Melissa Littler, marketing and PR director at etailer BrandAlley, believes retailers need to think carefully about the data they are asking their customers to give. “There is a general propensity for retailers to ask customers for a lot of data that they never actually use - this is a surefire way to frustrate the customer. If you’re not going to use it, don’t ask for it,” she says.
Iain MacDonald, multichannel marketing director at Crew Clothing thinks the basics (name and address) should be collected but marketers also need to see the transaction history and to be able to log customers’ contact permissions and preferences. For example, does the customer allow marketing emails or for their data to be given to third parties, and do they want catalogues sent to them - these would be customers’ expressed preferences.
A point that’s become a recurring theme when talking about data is that once an email address is collected, how many emails should the retailer then send out to the customer? Alixandra Burn, web analytics manager at Topshop, says: “The customer should decide, based on [indicated] personal preference. One email a week might be too many for some customers but nowhere near enough for others.”
MacDonald agrees but points out that it depends on the business, and if retailers continually look at the statistics from their emailing (open rate, opt outs) they can easily see what is working and what isn’t. “Monitoring customer feedback is vital, as is giving customers explanations of what you are doing and why, and giving them choices about opting out for the future,” he says. “If you look at email opt-out rates you can see when you are emailing too much as they go up or open rates decline.”

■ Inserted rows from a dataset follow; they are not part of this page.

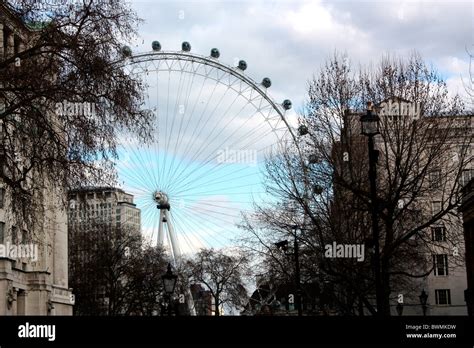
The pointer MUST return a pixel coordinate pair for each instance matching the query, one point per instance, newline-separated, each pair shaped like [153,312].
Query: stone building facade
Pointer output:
[36,283]
[446,283]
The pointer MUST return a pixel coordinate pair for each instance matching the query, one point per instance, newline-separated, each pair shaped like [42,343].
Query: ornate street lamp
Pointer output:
[169,283]
[369,122]
[423,299]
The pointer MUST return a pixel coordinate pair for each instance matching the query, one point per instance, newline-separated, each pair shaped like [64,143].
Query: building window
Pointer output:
[14,235]
[440,264]
[2,232]
[436,207]
[2,197]
[443,296]
[438,233]
[435,178]
[466,176]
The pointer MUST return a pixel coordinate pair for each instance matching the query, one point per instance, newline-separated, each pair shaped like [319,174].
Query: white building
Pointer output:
[108,205]
[447,281]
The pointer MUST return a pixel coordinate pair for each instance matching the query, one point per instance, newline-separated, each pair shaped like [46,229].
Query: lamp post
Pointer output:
[370,127]
[283,245]
[399,308]
[169,283]
[423,299]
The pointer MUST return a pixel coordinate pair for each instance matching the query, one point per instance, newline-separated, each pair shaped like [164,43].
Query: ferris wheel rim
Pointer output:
[211,61]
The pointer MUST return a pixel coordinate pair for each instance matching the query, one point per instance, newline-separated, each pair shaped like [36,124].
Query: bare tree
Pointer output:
[223,275]
[65,97]
[421,160]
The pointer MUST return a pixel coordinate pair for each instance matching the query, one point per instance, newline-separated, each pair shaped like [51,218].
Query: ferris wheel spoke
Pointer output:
[201,235]
[176,113]
[200,106]
[199,149]
[179,138]
[193,136]
[195,180]
[189,216]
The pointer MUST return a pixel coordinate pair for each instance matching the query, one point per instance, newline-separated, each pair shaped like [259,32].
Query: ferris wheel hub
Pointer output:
[161,200]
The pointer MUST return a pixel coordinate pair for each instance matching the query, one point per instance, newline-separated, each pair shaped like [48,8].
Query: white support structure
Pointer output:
[162,201]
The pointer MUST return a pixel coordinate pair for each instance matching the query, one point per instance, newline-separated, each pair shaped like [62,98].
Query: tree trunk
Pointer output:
[216,306]
[385,269]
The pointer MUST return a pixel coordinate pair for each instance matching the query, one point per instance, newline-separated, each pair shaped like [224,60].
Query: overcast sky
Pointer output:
[289,40]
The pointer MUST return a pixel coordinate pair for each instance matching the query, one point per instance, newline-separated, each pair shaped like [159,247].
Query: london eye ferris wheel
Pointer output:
[213,128]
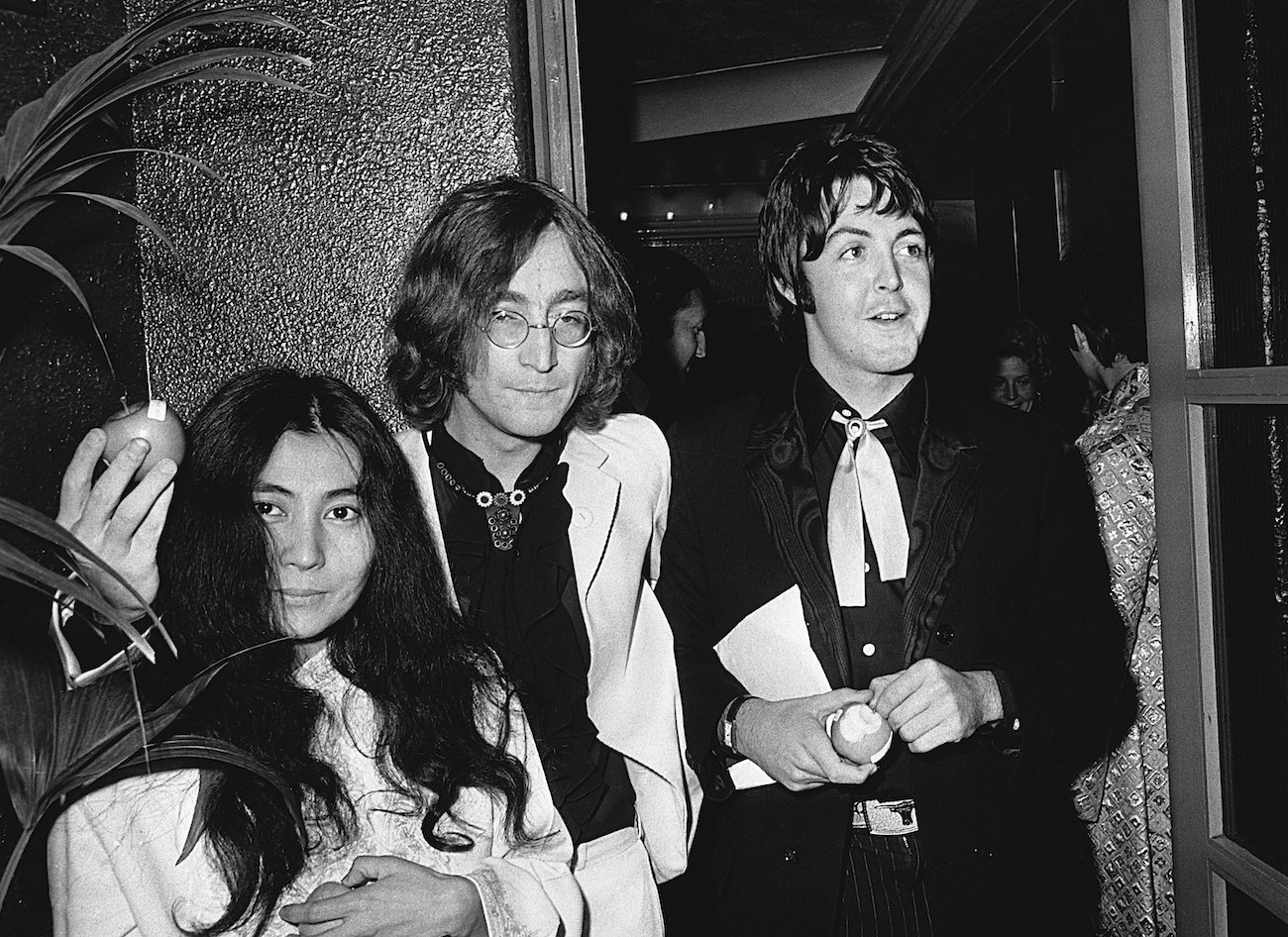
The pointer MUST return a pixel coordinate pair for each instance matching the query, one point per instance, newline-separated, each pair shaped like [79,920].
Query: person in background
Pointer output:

As well as online, Littler believes retailers should also be thinking about how they can collect data from customers in store. “It’s a natural course of events for retailers to ask for data online but in store they don’t do it enough.
There has been a lot of talk about the death of the high street - retailers need to know their customer in order for it to be invigorated. The smaller boutiques are actually much better at collecting data in store.”
Retailers also need to consider how open they should be about the amount of data they have on the customer and how they can use it to improve customer experience without invading privacy.
Littler says it is all about timeliness and relevance: “Don’t communicate with me through channels that I haven’t asked you to. Only communicate to me the things I’ve signed up for and when I’ve asked to receive them. And don’t share my data with others.”
MacDonald says retailers should be as open as required publicly with a policy statement on websites emphasising how the customer benefits because of the data you hold. He says: “Amazon is able to give everyone who agrees to their cookies a very personalised and usually highly relevant content presentation when you log in, payment is easy, recommendations are tailored and emails contain relevant content. If a company provides the right data security and says so, customers should feel helped not threatened.”